QbitAI reports that the 2026 Singularity Intelligent Products Conference has announced its first batch of guests. Based on the title, the event is framed around AI entering a “deliverable era,” with frontline experts expected to discuss practical implementation. No article body was provided, so specific speakers, companies, products, agenda items, or case studies cannot be confirmed from the available source text.
Cohere’s post appears to frame the future-of-work debate as limited by weak or incomplete evidence. Based on the title alone, its likely focus is not a product announcement but a commentary on how claims about AI’s workplace impact should be evaluated. The central takeaway is that policymakers, employers, and researchers should avoid overconfident predictions without better data.
Simon Willison highlights Charity Majors’ framing of AI enthusiasts and skeptics as both responding to real existential threats. Enthusiasts see teams gaining discontinuous capability by leaning into AI, making inaction dangerous in competitive markets. Skeptics see faster code production eroding shared understanding, reliability, institutional knowledge, and on-call sustainability. The core challenge is organizational: there is no natural feedback loop connecting these perspectives.
Ethan Mollick’s One Useful Thing post announces or frames Co-Existence, the follow-up to Co-Intelligence. The core shift is from prompting chatbots as collaborators toward living and working alongside increasingly embedded AI systems. It is best read as commentary and book positioning, not a technical release, benchmark, or tool tutorial.
This commentary uses Amazon and Meta as cautionary examples for enterprise AI adoption.
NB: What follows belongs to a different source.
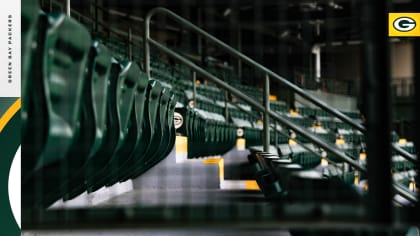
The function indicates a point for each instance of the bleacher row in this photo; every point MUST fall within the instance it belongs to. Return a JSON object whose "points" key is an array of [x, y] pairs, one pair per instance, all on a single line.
{"points": [[92, 119]]}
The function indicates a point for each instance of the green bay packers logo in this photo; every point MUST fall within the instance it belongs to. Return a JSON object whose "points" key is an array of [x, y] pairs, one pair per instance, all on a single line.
{"points": [[404, 24]]}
Its core warning is that measuring success by token consumption, usage volume, or leaderboard-style activity can encourage “Tokenmaxxing” without proving real value. Companies should treat token metrics as operational signals, not business outcomes, and instead evaluate productivity, quality, cost, and workflow impact.
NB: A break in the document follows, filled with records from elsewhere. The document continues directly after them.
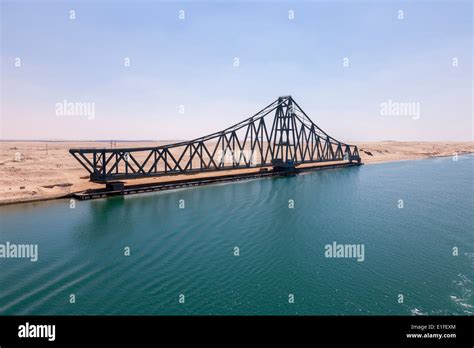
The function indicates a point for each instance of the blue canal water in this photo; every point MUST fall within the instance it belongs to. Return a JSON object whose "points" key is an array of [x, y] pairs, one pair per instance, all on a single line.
{"points": [[190, 251]]}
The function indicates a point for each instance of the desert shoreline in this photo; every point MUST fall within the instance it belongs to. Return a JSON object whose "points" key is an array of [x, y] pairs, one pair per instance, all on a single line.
{"points": [[34, 171]]}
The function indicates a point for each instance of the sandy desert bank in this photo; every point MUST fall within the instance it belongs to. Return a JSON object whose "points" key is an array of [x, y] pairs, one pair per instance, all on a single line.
{"points": [[46, 170]]}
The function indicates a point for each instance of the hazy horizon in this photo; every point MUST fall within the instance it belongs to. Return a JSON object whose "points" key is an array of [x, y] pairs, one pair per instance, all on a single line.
{"points": [[148, 70]]}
The article appears to argue that enterprises need more than LLM capabilities to adopt AI at scale. Its title shifts attention toward agent logic and how AI systems execute tasks in practice. Because the source text was not provided, the specific architecture, evidence, examples, and recommendations cannot be verified.
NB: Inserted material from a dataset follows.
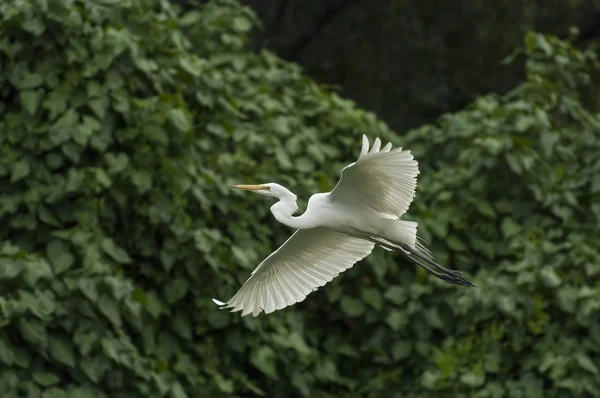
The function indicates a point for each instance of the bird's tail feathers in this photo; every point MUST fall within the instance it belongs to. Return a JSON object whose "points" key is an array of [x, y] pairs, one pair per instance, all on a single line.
{"points": [[401, 236]]}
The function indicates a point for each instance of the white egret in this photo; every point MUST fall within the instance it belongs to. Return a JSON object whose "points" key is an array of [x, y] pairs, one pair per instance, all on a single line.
{"points": [[338, 229]]}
TechCrunch frames enterprise AI as entering a new phase, where companies are no longer mainly asking whether AI is exciting. The harder question is whether it can be deployed safely at scale. Centered on a TechCrunch Disrupt 2026 discussion with a Databricks co-founder, the article points to safety and broad rollout readiness as key enterprise AI deal concerns.
Payroll service provider Remote recently surpassed $300 million in annual recurring revenue and became cash-flow positive. The company attributes the milestone partly to AI adoption, saying revenue per employee rose 50% without adding headcount. The report does not specify which AI models, vendors, or internal workflows drove the improvement.